One of the discoveries, near North Statfjord field, was made with an extended reach well from Statfjord field. It has been tied back and placed on production.

Two other discoveries are included in the development plan for Gullfaks satellites. Statoil expected to submit the plan to Ministry of Industry & Energy late last month.

Gas developments

Negotiated gas sales contracts are expected to boost Norways exports from 24.7 billion cu m in 1993 to 59 billion cu m in 2005. Norways gas negotiating committee of operators expects the countrys gas exports to reach 70-80 billion cu m/year long term.

Controversy has surrounded discussions this year over which Norwegian fields will be chosen to meet long term contracts.

Sleipner and Troll fields were developed with those contracts in mind, and Troll A gas production platform, currently being readied for operations, is the mainstay of Norways gas production plans. Troll A, due on stream next April, is the worlds largest gas production platform, with design capacity of 100 million cu m/day.

The recent furor has been over producers recommendation to Oslo that Aasgard fields be developed ahead of gas reserves in Oseberg field, which already is producing oil.

Aasgard development would not have been sanctioned by Statoil and Saga without gas contracts. Yet Oseberg oil production is likely to be affected if gas production does not begin after 2000.

The gas supply committee recommended development only of Aasgard in the most recent round of gas contracts discussions but said Oseberg would be first on the development list in the next round of sanctions (OGJ, Nov. 27, 1995, p. 28).

Statoil early last month announced it will use a production semisubmersible to develop the gas resources of Aasgard, earmarked to supply almost 11 billion cu m/year of gas to continental Europe.
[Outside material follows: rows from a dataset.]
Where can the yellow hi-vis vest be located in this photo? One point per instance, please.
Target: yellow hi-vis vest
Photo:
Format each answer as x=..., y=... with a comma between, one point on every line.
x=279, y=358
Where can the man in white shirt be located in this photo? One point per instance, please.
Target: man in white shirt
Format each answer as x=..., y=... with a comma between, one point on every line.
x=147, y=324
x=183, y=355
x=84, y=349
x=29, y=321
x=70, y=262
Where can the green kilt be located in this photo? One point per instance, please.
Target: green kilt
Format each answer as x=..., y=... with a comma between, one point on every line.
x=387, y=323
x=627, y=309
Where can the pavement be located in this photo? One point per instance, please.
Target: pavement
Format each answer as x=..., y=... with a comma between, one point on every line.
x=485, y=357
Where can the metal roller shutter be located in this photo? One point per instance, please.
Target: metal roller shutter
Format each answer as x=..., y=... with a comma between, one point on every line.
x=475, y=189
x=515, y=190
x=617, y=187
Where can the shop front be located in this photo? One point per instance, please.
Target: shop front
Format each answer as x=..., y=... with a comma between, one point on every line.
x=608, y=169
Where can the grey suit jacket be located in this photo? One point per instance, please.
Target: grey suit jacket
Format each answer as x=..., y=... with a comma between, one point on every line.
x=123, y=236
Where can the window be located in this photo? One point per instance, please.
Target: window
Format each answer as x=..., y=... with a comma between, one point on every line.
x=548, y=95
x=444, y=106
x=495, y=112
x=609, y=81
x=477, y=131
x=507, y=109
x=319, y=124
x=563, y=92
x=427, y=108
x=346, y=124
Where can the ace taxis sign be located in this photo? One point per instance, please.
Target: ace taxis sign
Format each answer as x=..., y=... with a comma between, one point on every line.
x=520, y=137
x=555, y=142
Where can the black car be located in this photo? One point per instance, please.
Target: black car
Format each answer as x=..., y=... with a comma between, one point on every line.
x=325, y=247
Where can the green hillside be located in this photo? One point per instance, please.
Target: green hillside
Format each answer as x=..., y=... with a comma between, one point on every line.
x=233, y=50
A Statoil official said the Aasgard gas semisubmersible likely will be the worlds largest floating gas production unit, having design capacities to produce 36 million cu m/day of gas, 11,000 cu m/day of oil, and 14,000 cu m/day of condensate.

Statoil submitted a development plan for the three fields to government last month, estimating the cost of developing Aasgard at 26.7 billion kroner ($4.17 billion).
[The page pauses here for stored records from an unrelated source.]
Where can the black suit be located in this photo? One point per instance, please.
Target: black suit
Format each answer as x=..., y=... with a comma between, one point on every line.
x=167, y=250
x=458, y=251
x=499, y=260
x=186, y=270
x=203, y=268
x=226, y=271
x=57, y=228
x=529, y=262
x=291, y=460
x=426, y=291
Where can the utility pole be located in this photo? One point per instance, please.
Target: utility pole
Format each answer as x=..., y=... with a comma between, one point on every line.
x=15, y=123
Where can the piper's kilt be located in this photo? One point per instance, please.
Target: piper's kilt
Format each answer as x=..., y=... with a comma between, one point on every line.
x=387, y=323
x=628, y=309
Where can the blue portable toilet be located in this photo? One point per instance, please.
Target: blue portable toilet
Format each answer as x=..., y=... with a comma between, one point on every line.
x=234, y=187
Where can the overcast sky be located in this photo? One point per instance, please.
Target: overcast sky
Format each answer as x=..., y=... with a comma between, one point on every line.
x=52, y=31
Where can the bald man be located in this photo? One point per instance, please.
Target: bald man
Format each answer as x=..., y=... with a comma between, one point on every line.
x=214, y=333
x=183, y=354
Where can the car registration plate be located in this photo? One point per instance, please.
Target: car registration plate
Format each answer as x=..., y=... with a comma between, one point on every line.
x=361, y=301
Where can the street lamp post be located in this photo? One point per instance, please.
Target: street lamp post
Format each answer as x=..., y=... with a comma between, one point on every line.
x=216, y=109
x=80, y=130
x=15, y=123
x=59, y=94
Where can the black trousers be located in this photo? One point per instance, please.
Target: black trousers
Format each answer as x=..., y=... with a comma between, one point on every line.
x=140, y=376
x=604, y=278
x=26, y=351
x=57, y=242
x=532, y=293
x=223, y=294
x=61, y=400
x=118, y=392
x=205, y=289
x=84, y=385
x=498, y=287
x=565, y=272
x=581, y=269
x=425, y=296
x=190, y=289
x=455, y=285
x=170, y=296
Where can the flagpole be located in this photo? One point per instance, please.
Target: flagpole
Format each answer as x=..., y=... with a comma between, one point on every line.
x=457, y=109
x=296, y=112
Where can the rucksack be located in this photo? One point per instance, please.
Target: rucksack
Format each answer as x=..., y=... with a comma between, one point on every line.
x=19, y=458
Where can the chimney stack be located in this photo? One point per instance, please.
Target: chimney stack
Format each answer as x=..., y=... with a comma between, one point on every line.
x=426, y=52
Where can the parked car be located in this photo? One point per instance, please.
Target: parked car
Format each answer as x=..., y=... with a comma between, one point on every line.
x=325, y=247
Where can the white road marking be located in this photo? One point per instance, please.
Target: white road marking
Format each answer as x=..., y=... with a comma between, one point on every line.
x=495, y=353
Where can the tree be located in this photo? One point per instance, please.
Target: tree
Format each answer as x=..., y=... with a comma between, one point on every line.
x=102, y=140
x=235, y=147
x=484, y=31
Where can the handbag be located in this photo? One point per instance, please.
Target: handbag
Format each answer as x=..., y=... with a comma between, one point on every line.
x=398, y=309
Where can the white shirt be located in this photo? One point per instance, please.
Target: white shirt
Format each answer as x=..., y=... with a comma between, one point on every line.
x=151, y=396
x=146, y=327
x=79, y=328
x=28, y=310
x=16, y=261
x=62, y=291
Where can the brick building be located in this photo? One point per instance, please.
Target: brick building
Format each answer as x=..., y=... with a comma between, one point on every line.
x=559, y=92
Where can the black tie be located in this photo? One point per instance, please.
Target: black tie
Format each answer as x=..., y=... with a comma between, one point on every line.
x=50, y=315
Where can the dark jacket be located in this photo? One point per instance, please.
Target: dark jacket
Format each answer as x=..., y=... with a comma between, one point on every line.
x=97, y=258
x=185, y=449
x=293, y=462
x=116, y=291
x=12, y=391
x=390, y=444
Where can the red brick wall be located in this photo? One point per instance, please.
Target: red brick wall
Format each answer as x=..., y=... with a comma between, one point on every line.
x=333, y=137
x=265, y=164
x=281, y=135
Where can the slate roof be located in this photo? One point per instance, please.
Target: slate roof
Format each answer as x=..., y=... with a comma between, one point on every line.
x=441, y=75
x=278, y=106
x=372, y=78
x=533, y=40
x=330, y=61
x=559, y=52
Statoil said besides having a gas production semi and an oil production ship, Aasgard would have the worlds most extensive subsea production facilities, with about 60 wells drilled through templates.

In other Norwegian Sea action, Saga recently spudded well 6406/2-2, south of a wildcat drilled early in 1995 which made last years biggest strike off Norway (OGJ, Nov. 27, 1995 p. 28).
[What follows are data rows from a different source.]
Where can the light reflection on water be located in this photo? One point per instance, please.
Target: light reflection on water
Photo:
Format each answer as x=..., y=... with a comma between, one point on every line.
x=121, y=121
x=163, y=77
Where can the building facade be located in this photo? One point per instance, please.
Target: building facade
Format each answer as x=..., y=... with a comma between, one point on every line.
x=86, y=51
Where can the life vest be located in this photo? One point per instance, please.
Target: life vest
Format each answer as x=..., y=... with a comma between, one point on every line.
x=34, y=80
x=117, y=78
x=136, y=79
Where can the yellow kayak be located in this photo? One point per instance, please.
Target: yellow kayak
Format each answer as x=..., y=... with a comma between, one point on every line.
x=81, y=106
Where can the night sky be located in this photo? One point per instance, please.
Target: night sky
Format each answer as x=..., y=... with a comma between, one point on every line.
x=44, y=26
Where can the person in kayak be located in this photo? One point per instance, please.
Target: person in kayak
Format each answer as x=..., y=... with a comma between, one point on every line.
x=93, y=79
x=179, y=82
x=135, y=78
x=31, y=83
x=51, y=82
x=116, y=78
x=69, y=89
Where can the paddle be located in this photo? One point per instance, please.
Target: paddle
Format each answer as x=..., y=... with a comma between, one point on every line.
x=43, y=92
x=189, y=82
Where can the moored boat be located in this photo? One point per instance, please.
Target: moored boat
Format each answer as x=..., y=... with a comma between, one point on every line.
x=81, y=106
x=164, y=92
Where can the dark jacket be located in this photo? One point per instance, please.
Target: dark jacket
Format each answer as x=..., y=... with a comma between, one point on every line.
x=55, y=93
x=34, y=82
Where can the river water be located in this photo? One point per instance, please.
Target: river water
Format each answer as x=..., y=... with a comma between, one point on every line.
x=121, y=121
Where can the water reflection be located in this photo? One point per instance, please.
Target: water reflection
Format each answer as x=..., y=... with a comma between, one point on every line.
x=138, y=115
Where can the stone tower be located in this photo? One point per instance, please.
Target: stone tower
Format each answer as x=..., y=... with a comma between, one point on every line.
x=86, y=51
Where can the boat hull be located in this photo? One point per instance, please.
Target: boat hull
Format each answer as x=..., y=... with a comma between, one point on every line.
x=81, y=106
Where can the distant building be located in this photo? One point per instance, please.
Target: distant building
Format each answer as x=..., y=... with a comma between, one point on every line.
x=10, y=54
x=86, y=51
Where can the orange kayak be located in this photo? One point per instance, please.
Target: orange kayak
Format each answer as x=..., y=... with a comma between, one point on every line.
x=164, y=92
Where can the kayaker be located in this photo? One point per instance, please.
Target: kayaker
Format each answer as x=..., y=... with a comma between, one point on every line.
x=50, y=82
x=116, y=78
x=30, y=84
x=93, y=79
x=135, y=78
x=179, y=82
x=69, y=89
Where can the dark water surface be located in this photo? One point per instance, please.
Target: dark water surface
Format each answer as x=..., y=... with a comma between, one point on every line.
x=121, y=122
Shortly after the strike, Saga said it hoped to prove up about 200 billion cu m of gas and 70 million cu m of condensate in the discovery. The new well will target the same structure.

In early December, Saga said five of seven planned tests are complete on the 6406/2-1 well, and it needs results from the two outstanding tests plus the second well before it can give a firm reserves estimate.

The tests have confirmed a large gas find with some condensate, Saga said, but results so far suggest a somewhat smaller find than was originally indicated. This is because the two deepest tests produced only water.

Saga plans to drill a third well on Block 6406/2 this year.

Despite the setback on gas sale allocations, Norsk Hydro submitted a plan for development of Oseberg gas reserves to the Ministry of Industry & Energy on Dec. 15. The plan calls for installation of a steel platform and export pipeline in a 3.6 billion kroner ($550 million) program.

Osebergs oil reserves were developed using three platforms, with bridge-linked process and drilling platforms forming the field center. The gas platform is to be bridge linked to this field center.

Hydro expects the gas platform and field installations to cost 2.5 billion kroner ($385 million), while construction of a pipeline to send gas to Heimdal field for export carries a 1.1 billion kroner ($165 million) price tag.

Oseberg oil production, which began in 1988, currently averages 500,000 b/d. Hydro estimates Oseberg gas reserves at 115 billion cu m and said export of gas can begin in 2000.

The gas platform is designed to enable exports of 4 billion cu m/year from Oseberg during 2000-10, after which production could be increased to 10 billion cu m/year.

Meanwhile, Statoil and partners operating two major pipelines from the Norwegian North Sea to continental Europe have submitted a plan to government for construction of loop to bypass Ekofisk field.

Ekofisk is to be redeveloped following subsidence, so Statoil has suggested a 15-20 km, 500 million kroner ($80 million) link between the existing Statpipe and Norpipe trunk lines.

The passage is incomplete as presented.